"Lean on me," she always cried.
Each time it made me feel better inside.
"I'm here for you," she always said.
"I love you," cried a voice inside my head.
"Whatever you need, any day or night,
I'll be here to calm your fright."
There she was and did my fear cease.
Her presence always put me at peace.
And when on my pillow my head did lay
Her voice of reason helped me through the fray.
I felt so safe when she was there
But I didn't know she was the reason for my despair.
Each day I searched for what could bother me
In hopes that each night she'd set my problems free.
And every day I was troubled more.
Yet I turned away from each open door.
For months I longed for only her.
She swept me away in her splendor.
So I gave in and leaned on only she.
And she was the only way to make me happy.

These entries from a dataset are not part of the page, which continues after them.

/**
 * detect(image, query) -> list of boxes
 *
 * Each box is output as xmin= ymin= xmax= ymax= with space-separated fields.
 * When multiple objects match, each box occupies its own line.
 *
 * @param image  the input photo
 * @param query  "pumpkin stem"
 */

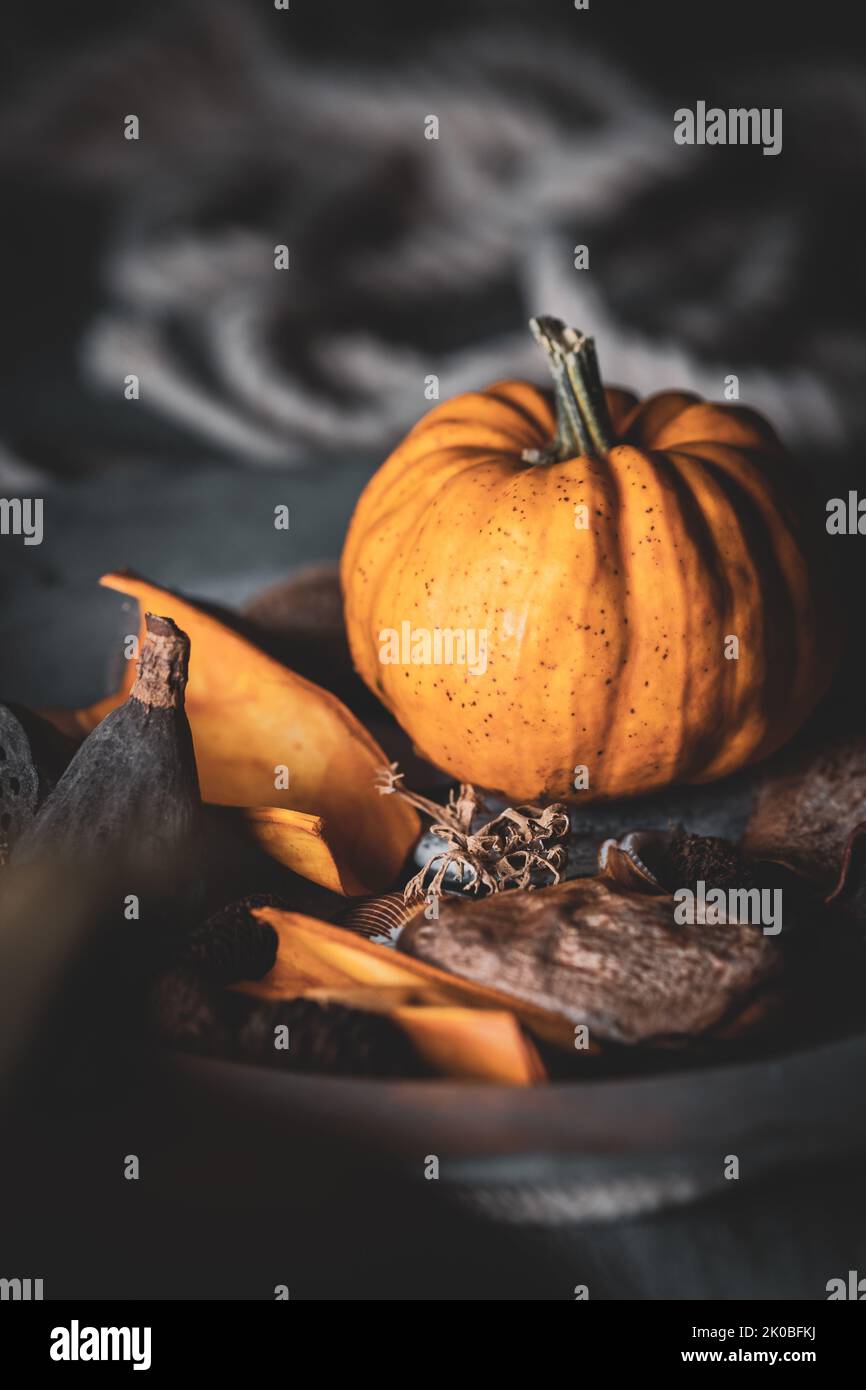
xmin=523 ymin=314 xmax=613 ymax=464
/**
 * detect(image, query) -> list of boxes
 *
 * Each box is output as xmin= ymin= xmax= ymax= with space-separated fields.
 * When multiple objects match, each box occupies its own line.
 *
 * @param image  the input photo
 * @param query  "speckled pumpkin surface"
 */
xmin=342 ymin=320 xmax=840 ymax=801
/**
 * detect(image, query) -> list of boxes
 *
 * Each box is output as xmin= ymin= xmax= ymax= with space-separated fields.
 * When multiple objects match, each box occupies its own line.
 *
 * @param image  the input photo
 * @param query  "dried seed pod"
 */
xmin=13 ymin=613 xmax=202 ymax=889
xmin=598 ymin=830 xmax=670 ymax=894
xmin=398 ymin=878 xmax=780 ymax=1044
xmin=336 ymin=892 xmax=424 ymax=942
xmin=0 ymin=705 xmax=75 ymax=863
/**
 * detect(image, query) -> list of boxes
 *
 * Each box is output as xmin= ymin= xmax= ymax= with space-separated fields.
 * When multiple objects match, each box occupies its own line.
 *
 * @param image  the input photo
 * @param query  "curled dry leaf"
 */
xmin=46 ymin=574 xmax=418 ymax=892
xmin=236 ymin=908 xmax=574 ymax=1048
xmin=399 ymin=878 xmax=780 ymax=1044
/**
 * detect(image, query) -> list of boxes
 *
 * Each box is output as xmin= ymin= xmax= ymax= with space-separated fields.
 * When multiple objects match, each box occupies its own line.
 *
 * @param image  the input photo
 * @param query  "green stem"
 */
xmin=523 ymin=314 xmax=613 ymax=464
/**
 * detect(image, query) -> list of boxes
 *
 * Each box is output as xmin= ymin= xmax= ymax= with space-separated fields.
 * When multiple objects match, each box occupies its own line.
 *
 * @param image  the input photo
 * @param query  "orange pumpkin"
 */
xmin=342 ymin=309 xmax=840 ymax=801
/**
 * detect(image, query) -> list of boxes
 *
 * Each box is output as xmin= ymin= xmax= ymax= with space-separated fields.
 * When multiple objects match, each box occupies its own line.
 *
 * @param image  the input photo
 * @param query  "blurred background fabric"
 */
xmin=6 ymin=0 xmax=866 ymax=703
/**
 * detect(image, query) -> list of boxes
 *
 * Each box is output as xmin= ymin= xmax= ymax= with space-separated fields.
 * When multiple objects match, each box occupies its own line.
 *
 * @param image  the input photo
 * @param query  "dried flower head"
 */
xmin=378 ymin=763 xmax=571 ymax=902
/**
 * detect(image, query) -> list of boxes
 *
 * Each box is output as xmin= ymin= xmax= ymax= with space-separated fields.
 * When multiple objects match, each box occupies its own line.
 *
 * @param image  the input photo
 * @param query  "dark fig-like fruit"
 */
xmin=0 ymin=705 xmax=75 ymax=863
xmin=11 ymin=613 xmax=202 ymax=873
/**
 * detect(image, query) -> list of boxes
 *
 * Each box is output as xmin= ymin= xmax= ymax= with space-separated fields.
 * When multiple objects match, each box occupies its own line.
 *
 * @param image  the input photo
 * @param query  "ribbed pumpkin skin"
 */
xmin=342 ymin=381 xmax=838 ymax=802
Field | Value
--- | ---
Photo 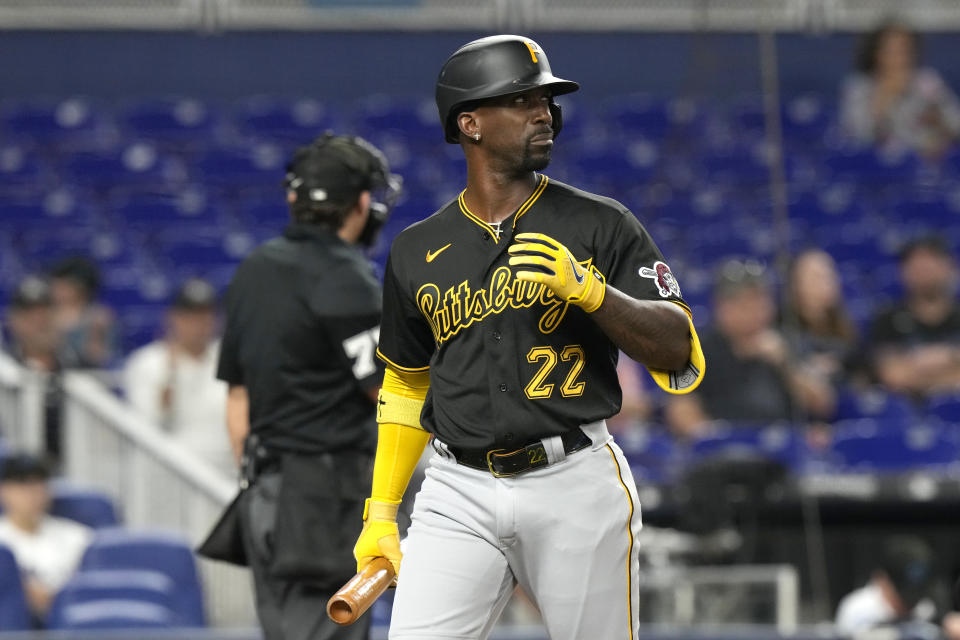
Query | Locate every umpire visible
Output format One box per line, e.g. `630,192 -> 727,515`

217,134 -> 400,640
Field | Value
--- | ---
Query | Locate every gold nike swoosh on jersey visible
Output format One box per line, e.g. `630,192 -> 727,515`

427,242 -> 453,262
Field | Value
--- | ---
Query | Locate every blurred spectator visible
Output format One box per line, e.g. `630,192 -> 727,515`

123,278 -> 236,474
666,260 -> 833,436
868,237 -> 960,397
836,536 -> 960,640
49,257 -> 116,368
781,249 -> 857,384
841,23 -> 960,157
6,276 -> 76,460
0,455 -> 93,620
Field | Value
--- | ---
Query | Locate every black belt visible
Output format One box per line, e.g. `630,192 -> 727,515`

448,428 -> 593,478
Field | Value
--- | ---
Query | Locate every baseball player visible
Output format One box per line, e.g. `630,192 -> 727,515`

354,36 -> 704,640
218,134 -> 400,640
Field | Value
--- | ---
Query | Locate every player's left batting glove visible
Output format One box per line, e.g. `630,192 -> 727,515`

508,233 -> 606,313
353,498 -> 403,574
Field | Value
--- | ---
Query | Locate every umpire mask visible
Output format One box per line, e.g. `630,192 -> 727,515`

284,132 -> 403,248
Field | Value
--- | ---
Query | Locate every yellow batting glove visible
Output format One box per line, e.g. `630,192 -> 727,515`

353,498 -> 403,574
508,233 -> 607,313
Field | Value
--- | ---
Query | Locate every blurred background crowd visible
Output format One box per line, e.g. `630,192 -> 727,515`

0,3 -> 960,638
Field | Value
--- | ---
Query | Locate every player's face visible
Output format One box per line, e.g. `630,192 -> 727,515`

477,88 -> 553,173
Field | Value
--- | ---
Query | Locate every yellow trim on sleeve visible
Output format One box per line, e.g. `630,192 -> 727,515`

370,422 -> 430,504
377,348 -> 430,373
513,174 -> 550,229
377,367 -> 430,429
647,310 -> 707,395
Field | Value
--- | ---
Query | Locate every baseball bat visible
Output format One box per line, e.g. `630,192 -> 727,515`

327,558 -> 396,625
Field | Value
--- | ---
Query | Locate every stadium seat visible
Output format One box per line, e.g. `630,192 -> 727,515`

80,529 -> 205,627
824,149 -> 918,186
234,96 -> 338,145
121,98 -> 215,146
0,545 -> 30,631
46,569 -> 176,629
0,144 -> 51,189
48,599 -> 179,631
110,190 -> 221,231
191,142 -> 287,189
690,423 -> 804,466
833,388 -> 917,429
2,98 -> 101,144
359,96 -> 442,144
50,482 -> 117,529
833,418 -> 960,472
63,142 -> 185,190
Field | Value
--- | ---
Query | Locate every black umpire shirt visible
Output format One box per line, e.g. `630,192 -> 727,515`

217,224 -> 383,453
378,176 -> 686,448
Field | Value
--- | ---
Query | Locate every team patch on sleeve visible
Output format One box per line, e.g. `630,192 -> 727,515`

639,260 -> 682,298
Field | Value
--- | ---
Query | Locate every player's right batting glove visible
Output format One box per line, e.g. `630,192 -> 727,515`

353,498 -> 403,575
508,233 -> 606,313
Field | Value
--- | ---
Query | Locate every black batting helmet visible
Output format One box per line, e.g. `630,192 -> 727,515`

437,36 -> 580,143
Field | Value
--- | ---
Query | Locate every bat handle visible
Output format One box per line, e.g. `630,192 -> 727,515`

327,558 -> 396,625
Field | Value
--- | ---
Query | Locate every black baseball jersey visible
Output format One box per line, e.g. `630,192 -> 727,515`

378,176 -> 686,448
217,224 -> 383,453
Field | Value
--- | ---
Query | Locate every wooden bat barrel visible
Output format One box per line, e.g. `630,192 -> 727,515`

327,558 -> 396,625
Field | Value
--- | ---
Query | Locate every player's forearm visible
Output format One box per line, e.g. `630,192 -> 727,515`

227,385 -> 250,465
590,284 -> 690,371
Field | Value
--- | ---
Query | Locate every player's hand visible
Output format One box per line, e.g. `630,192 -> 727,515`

353,498 -> 403,575
508,233 -> 606,313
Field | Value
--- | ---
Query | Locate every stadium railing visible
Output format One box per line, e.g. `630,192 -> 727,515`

0,0 -> 960,32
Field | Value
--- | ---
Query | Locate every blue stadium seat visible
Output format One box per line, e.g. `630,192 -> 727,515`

0,144 -> 51,189
48,599 -> 174,631
823,149 -> 918,186
0,545 -> 30,631
191,143 -> 287,189
110,189 -> 220,230
80,529 -> 206,626
927,393 -> 960,425
50,482 -> 118,529
606,95 -> 685,140
64,142 -> 184,189
617,428 -> 681,482
157,229 -> 252,273
782,93 -> 831,143
833,418 -> 960,472
359,96 -> 443,144
833,388 -> 917,429
235,96 -> 337,145
46,569 -> 176,629
2,98 -> 100,144
122,98 -> 215,146
690,423 -> 805,466
699,144 -> 770,185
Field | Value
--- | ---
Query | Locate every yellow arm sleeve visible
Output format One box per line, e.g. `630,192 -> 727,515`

368,367 -> 430,504
647,305 -> 707,395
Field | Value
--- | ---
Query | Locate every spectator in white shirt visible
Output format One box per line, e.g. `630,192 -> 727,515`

123,278 -> 236,474
841,22 -> 960,159
0,455 -> 93,619
836,536 -> 960,640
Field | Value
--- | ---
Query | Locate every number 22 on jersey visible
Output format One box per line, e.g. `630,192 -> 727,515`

523,344 -> 587,400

She filled a hole inside my heart.
In her I found my missing part.
O what an unhealthy dependency
But how I needed her security.
Never once did she make me cry
Until the day we said goodbye.
Then I learned her love was a lie.
And it was her that made me want to die.
Finally came months on my own.
But without her I felt less alone.
For now I can be patient with love.
And ignore an ever tempting shove.
Now I finally stand on my feet
Without the pressure of her heat.
Now God fills the hole in all that I do.
I'm dependent on Him, and my life is new.